Qualche anno dopo (1977) entrò in vigore la legge N. 801 che imponeva la segretezza su «atti, documenti, notizie, attività e ogni altra cosa la cui diffusione sia idonea a recar danno all’integrità dello Stato democratico».

Nel 1978 il passaggio dal contrabbando di sigarette al traffico di stupefacenti, di gran lunga più redditizio, fece scoppiare la seconda guerra di mafia. Il conflitto interno a Cosa nostra, durante il quale furono commessi oltre mille omicidi, si concluse nel 1983 circa.

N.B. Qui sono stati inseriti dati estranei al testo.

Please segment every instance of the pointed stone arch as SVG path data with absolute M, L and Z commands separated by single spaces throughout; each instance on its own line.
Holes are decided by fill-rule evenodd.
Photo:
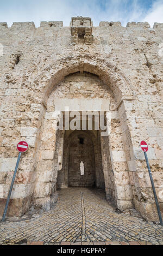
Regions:
M 46 102 L 52 91 L 55 89 L 55 86 L 63 80 L 65 76 L 79 72 L 82 73 L 84 72 L 87 72 L 95 74 L 98 76 L 99 79 L 105 83 L 105 84 L 109 86 L 113 93 L 117 105 L 117 109 L 119 111 L 121 118 L 122 117 L 122 124 L 123 127 L 125 126 L 126 129 L 127 129 L 128 130 L 128 138 L 127 140 L 126 140 L 126 138 L 124 137 L 124 141 L 125 141 L 126 145 L 130 148 L 130 152 L 129 153 L 126 151 L 125 149 L 119 151 L 118 148 L 117 148 L 116 151 L 114 151 L 112 152 L 110 156 L 109 156 L 109 159 L 111 159 L 112 163 L 115 163 L 115 167 L 112 167 L 112 169 L 110 170 L 110 171 L 112 171 L 112 173 L 111 172 L 109 176 L 108 175 L 108 178 L 107 178 L 108 180 L 110 179 L 112 181 L 115 179 L 112 170 L 117 168 L 117 163 L 116 162 L 118 162 L 117 158 L 119 158 L 120 159 L 120 162 L 121 161 L 124 163 L 126 162 L 126 164 L 123 164 L 123 168 L 124 170 L 128 171 L 126 161 L 129 161 L 130 160 L 130 153 L 131 153 L 131 152 L 132 151 L 132 144 L 130 137 L 129 129 L 126 123 L 127 118 L 126 114 L 126 106 L 123 103 L 124 102 L 134 100 L 135 99 L 134 92 L 131 85 L 131 83 L 128 79 L 125 76 L 123 72 L 115 66 L 110 64 L 103 59 L 96 58 L 87 55 L 74 56 L 71 56 L 62 58 L 53 64 L 52 63 L 48 65 L 43 70 L 38 74 L 34 81 L 34 83 L 37 85 L 39 90 L 41 91 L 41 99 L 42 100 L 42 103 L 45 109 L 45 115 L 46 115 Z M 56 127 L 58 121 L 58 117 L 56 116 L 52 119 L 52 126 L 54 127 L 54 132 L 55 132 L 55 131 L 56 132 L 55 127 Z M 123 127 L 122 127 L 122 129 Z M 39 136 L 40 136 L 40 138 L 41 137 L 40 135 Z M 105 145 L 104 141 L 105 140 L 102 141 L 103 145 Z M 109 142 L 109 140 L 108 142 L 108 143 Z M 43 143 L 46 144 L 47 143 L 47 141 L 44 141 Z M 52 150 L 49 152 L 49 154 L 52 154 L 51 159 L 52 162 L 54 157 L 54 154 L 56 154 L 56 152 L 54 153 L 55 146 L 54 145 L 51 146 Z M 40 146 L 40 156 L 41 156 L 41 158 L 42 153 L 41 153 L 41 151 L 43 150 L 44 146 L 43 145 L 42 146 L 42 146 Z M 110 148 L 110 151 L 111 151 Z M 103 149 L 102 154 L 106 154 L 108 153 L 108 151 L 105 152 Z M 47 158 L 47 159 L 48 158 Z M 104 174 L 105 176 L 107 175 L 107 168 L 108 168 L 107 161 L 105 163 L 105 166 L 104 166 L 105 169 L 105 173 Z M 53 164 L 52 163 L 51 164 L 52 164 L 52 168 L 53 168 Z M 40 163 L 39 164 L 39 165 L 40 165 Z M 119 165 L 120 165 L 121 164 L 119 164 Z M 110 166 L 109 166 L 109 168 L 110 167 Z M 121 184 L 121 181 L 120 181 L 121 178 L 118 177 L 117 174 L 115 177 L 115 184 L 113 186 L 114 188 L 112 189 L 111 192 L 110 192 L 110 188 L 108 188 L 106 193 L 108 199 L 110 199 L 111 197 L 112 197 L 112 196 L 116 198 L 116 205 L 117 207 L 121 210 L 133 207 L 133 195 L 129 172 L 125 171 L 125 174 L 123 174 L 123 175 L 124 179 L 127 180 L 126 183 L 123 183 L 122 181 L 122 184 Z M 55 175 L 55 178 L 57 178 L 57 176 Z M 47 186 L 47 184 L 44 184 L 43 186 Z M 125 190 L 125 186 L 127 191 Z M 36 204 L 38 204 L 38 202 L 39 202 L 39 204 L 42 205 L 42 202 L 43 204 L 44 204 L 46 200 L 49 200 L 50 194 L 47 193 L 46 195 L 42 195 L 40 197 L 40 192 L 37 191 L 37 185 L 35 186 L 35 188 L 36 188 L 36 189 L 35 189 L 36 192 L 35 193 L 35 197 L 36 199 Z M 113 189 L 115 190 L 114 192 L 112 192 Z M 52 188 L 50 188 L 49 190 L 54 192 L 54 189 Z M 128 194 L 127 202 L 125 199 L 126 193 Z M 41 198 L 41 199 L 39 198 L 40 197 Z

Fu una guerra tra la vecchia mafia “storica” composta principalmente dalle famiglie affiliate ai Bontate, agli Inzerillo, ai Badalamenti e ai Buscetta, e quella “emergente”dei Corleonesi (i cui esponenti di spicco erano Luciano Leggio, detto Liggio, allora in carcere, Bernardo Provenzano, Totò Riina e Leoluca Bagarella), che si basavano su un vero e proprio potere militare. Questa guerra di mafia segnò l’ascesa di Totò Riina.

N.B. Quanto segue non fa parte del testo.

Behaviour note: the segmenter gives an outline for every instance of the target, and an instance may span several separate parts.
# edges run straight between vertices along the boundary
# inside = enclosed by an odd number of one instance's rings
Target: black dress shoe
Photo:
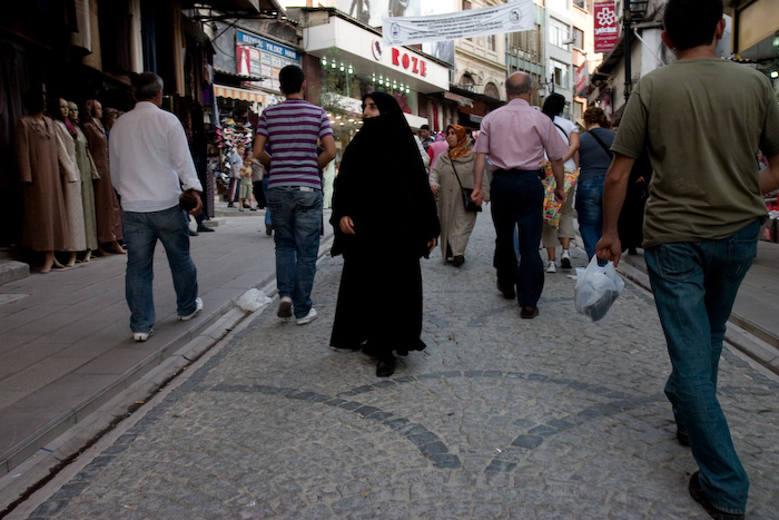
[[[382,357],[376,363],[376,376],[377,377],[389,377],[395,373],[395,357]]]
[[[503,293],[503,297],[506,300],[514,300],[516,297],[516,292],[514,292],[513,285],[511,285],[506,288],[506,287],[503,287],[500,282],[497,282],[497,291]]]
[[[692,473],[692,477],[690,477],[690,497],[696,499],[696,502],[700,503],[703,506],[703,509],[706,509],[706,512],[709,513],[709,516],[716,520],[743,520],[743,514],[733,514],[729,513],[726,511],[722,511],[720,509],[717,509],[717,507],[709,501],[709,498],[706,496],[703,492],[703,489],[701,488],[701,483],[698,480],[698,473],[699,471],[696,471]]]
[[[538,315],[539,307],[522,307],[522,311],[520,311],[520,316],[524,317],[525,320],[532,320]]]

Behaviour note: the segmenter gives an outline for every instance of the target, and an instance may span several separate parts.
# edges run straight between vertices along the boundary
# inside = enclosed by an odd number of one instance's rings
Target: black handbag
[[[471,199],[471,194],[473,193],[473,189],[463,187],[463,183],[460,181],[460,176],[457,175],[457,170],[454,167],[454,159],[450,157],[450,160],[452,161],[452,170],[454,171],[454,177],[457,179],[457,184],[460,185],[460,195],[463,197],[463,205],[465,206],[465,210],[474,213],[481,212],[482,207]]]

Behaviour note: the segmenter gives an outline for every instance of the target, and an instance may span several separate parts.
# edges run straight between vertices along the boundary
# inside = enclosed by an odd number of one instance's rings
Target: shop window
[[[111,28],[100,31],[102,69],[120,72],[132,70],[129,0],[102,0],[98,6],[98,23]]]
[[[552,70],[552,80],[554,81],[555,87],[564,89],[571,88],[569,67],[565,63],[562,63],[556,60],[550,60],[550,69]]]
[[[460,88],[463,90],[469,90],[471,92],[476,91],[476,82],[473,80],[473,76],[470,73],[464,73],[462,78],[460,78]]]
[[[569,26],[555,20],[554,18],[549,19],[549,26],[546,27],[546,32],[549,35],[549,42],[561,49],[570,50],[569,45],[571,43],[569,37]]]
[[[495,52],[497,50],[497,39],[495,35],[487,36],[487,50]]]

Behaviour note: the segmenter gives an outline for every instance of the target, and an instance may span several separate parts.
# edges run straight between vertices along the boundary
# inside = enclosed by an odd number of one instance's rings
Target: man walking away
[[[665,395],[677,439],[699,467],[689,492],[712,518],[740,519],[749,481],[717,400],[717,373],[726,322],[768,216],[761,194],[779,187],[779,107],[768,78],[717,57],[722,0],[669,0],[663,22],[678,61],[644,76],[625,107],[598,256],[619,263],[620,208],[648,144],[654,176],[643,248],[673,366]],[[769,161],[760,173],[758,149]]]
[[[495,267],[497,290],[506,298],[517,297],[524,318],[539,315],[538,302],[544,287],[544,264],[539,254],[543,226],[544,175],[541,163],[544,150],[552,164],[558,186],[554,196],[562,203],[563,160],[568,144],[560,137],[552,120],[530,106],[533,79],[514,72],[506,80],[509,104],[487,114],[476,139],[473,166],[472,198],[479,205],[484,198],[482,177],[486,156],[497,168],[490,193],[495,225]],[[520,230],[520,265],[514,252],[514,227]],[[516,285],[516,293],[514,292]]]
[[[111,128],[111,183],[121,199],[121,224],[127,244],[125,293],[130,307],[132,339],[142,342],[154,333],[151,282],[157,241],[165,247],[176,290],[179,320],[203,308],[197,297],[197,269],[189,255],[189,217],[179,207],[181,187],[203,192],[187,136],[178,118],[160,108],[162,79],[144,72],[131,79],[138,101]],[[200,194],[190,197],[199,215]]]
[[[310,300],[322,230],[319,169],[335,158],[327,112],[304,99],[306,79],[294,65],[279,72],[286,101],[266,108],[257,125],[254,150],[269,166],[266,193],[276,242],[277,315],[298,325],[316,320]],[[324,151],[317,157],[316,141]],[[268,145],[266,150],[265,145]]]

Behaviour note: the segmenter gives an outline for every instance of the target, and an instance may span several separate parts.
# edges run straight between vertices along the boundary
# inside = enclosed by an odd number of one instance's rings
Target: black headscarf
[[[363,102],[367,98],[379,116],[364,119],[344,150],[333,195],[333,254],[372,248],[381,241],[386,251],[413,252],[418,258],[441,230],[427,171],[395,98],[372,92],[363,96]],[[356,235],[341,233],[343,216],[352,217]]]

I Corleonesi furono un gruppo emergente estremamente feroce e violento, che per affermare il suo potere non esitò ad attuare una campagna di sterminio dei componenti delle cosche avversarie. In appena due anni (1979-1980), morirono in questa guerra che aveva trasformato Palermo e tutta la Sicilia in un vero e proprio campo di battaglia più di mille uomini e tutti appartenenti ad uno schieramento, quello dei gruppi che si erano arricchiti con la “pizza connection”. Furono compiuti anche una serie di omicidi eccellenti eliminando anche uomini dei vertici dello Stato che potevano costituire un ostacolo o minaccia. Ma guarda caso caddero uomini che a vario titolo stavano indagando non tanto sui reati di mafia degli uomini delle cosche, quanto sui passaggi finanziari di somme di denaro e sulle loro potenti protezioni “in alto”: furono uccisi Pio La Torre, Rocco Chinnici, Piersanti Mattarella, Michele Reina, Ninni Cassarà, Emanuele Basile, Gaetano Costa, Cesare Terranova, Boris Giuliano, Beppe Montana, Mario Francese ed altri ancora.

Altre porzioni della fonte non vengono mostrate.